The treebank consists of sentences from the newspaper ( cdbl) part of the Eindhoven corpus (Uit den Boogaard 1975). The sentences are each assigned a dependency structure, which is a relatively theory independent annotation format. The format is taken from the corpus of spoken Dutch (CGN)1 (Oostdijk 2000), which in turn based its format on the Tiger Treebank (Skut 1997). In section 3 we go into the characteristics of dependency structures and motivate our choice for this annotation format.

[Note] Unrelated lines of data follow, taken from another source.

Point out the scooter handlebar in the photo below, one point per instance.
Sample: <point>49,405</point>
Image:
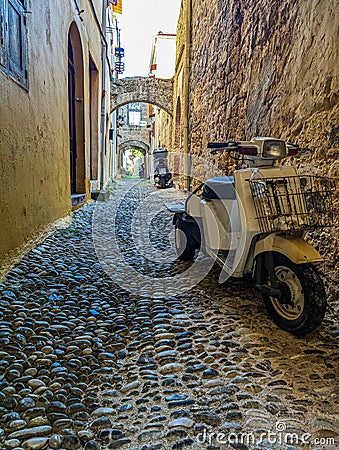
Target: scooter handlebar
<point>229,145</point>
<point>217,145</point>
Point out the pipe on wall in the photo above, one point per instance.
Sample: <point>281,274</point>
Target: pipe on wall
<point>187,67</point>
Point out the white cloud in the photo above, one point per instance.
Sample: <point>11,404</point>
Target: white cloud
<point>140,22</point>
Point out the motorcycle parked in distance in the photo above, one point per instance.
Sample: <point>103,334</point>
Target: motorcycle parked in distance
<point>162,175</point>
<point>254,223</point>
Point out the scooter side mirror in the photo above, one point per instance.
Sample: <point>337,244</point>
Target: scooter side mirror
<point>292,149</point>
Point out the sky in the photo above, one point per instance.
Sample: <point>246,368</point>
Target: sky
<point>139,23</point>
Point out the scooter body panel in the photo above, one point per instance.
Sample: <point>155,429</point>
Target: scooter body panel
<point>293,247</point>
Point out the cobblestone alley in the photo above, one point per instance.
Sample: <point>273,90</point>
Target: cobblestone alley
<point>96,355</point>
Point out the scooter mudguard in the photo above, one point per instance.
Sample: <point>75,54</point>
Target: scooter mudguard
<point>293,247</point>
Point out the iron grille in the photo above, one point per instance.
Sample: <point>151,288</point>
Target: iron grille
<point>293,204</point>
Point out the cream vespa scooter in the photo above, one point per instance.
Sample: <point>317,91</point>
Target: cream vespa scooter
<point>254,224</point>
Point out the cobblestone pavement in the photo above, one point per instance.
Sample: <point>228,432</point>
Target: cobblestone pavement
<point>85,363</point>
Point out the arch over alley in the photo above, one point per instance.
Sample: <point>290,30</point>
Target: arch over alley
<point>144,90</point>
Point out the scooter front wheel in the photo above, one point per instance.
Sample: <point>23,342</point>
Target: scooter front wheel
<point>184,247</point>
<point>302,304</point>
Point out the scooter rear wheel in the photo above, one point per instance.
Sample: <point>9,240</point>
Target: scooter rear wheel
<point>184,247</point>
<point>302,305</point>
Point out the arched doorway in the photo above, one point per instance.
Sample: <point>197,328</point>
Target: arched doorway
<point>76,111</point>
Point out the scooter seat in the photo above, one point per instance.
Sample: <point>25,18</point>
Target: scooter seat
<point>221,188</point>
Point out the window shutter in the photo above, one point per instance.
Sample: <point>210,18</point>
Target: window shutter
<point>3,39</point>
<point>17,52</point>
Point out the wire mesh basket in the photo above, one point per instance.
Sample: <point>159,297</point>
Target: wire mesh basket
<point>293,203</point>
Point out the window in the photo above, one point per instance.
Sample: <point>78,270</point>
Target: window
<point>134,114</point>
<point>13,40</point>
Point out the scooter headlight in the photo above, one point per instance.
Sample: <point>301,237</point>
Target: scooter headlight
<point>274,149</point>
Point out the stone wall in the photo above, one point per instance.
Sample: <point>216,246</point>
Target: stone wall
<point>268,68</point>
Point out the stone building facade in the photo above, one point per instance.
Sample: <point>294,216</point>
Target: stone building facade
<point>51,82</point>
<point>258,67</point>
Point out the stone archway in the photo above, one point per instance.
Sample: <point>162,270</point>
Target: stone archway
<point>134,143</point>
<point>144,90</point>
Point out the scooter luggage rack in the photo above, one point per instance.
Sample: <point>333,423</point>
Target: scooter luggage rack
<point>293,204</point>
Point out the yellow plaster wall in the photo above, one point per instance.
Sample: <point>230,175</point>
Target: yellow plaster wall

Section 4 is the central part of this paper. Here we explain the annotation method as we use it, the tools that we have developed, the advantages and the shortcomings of the system. It starts with a description of the parsing process that is at the beginning of the annotation process. Although it is a good idea to start annotation with parsing (building dependency trees manually is very time consuming and error prone), it has one main disadvantage: ambiguity. For a sentence of average length typically a set of hundreds or even thousands of parses is generated. Selection of the best parse from this large set of possible parses is time intensive.
The tools that we present in this paper aim at facilitating the annotation process and making it less time consuming. We present two tools that reduce the number of parses generated by the parser and a third tool that facilitates the addition of lexical information during the annotation process. Finally a parse selection tool is developed to facilitate the selection of the best parse from the reduced set of parses.
The Alpino Dependency Treebank is a searchable treebank in an XML format. In section 5 we present examples illustrating how the standard XML query language XPath can be used to search the treebank for linguistically relevant information. In section 6 we explain how the corpus can be used to evaluate the Alpino parser and to train the probabilistic disambiguation component of the grammar. We end with conclusions and some pointers to future work in 7.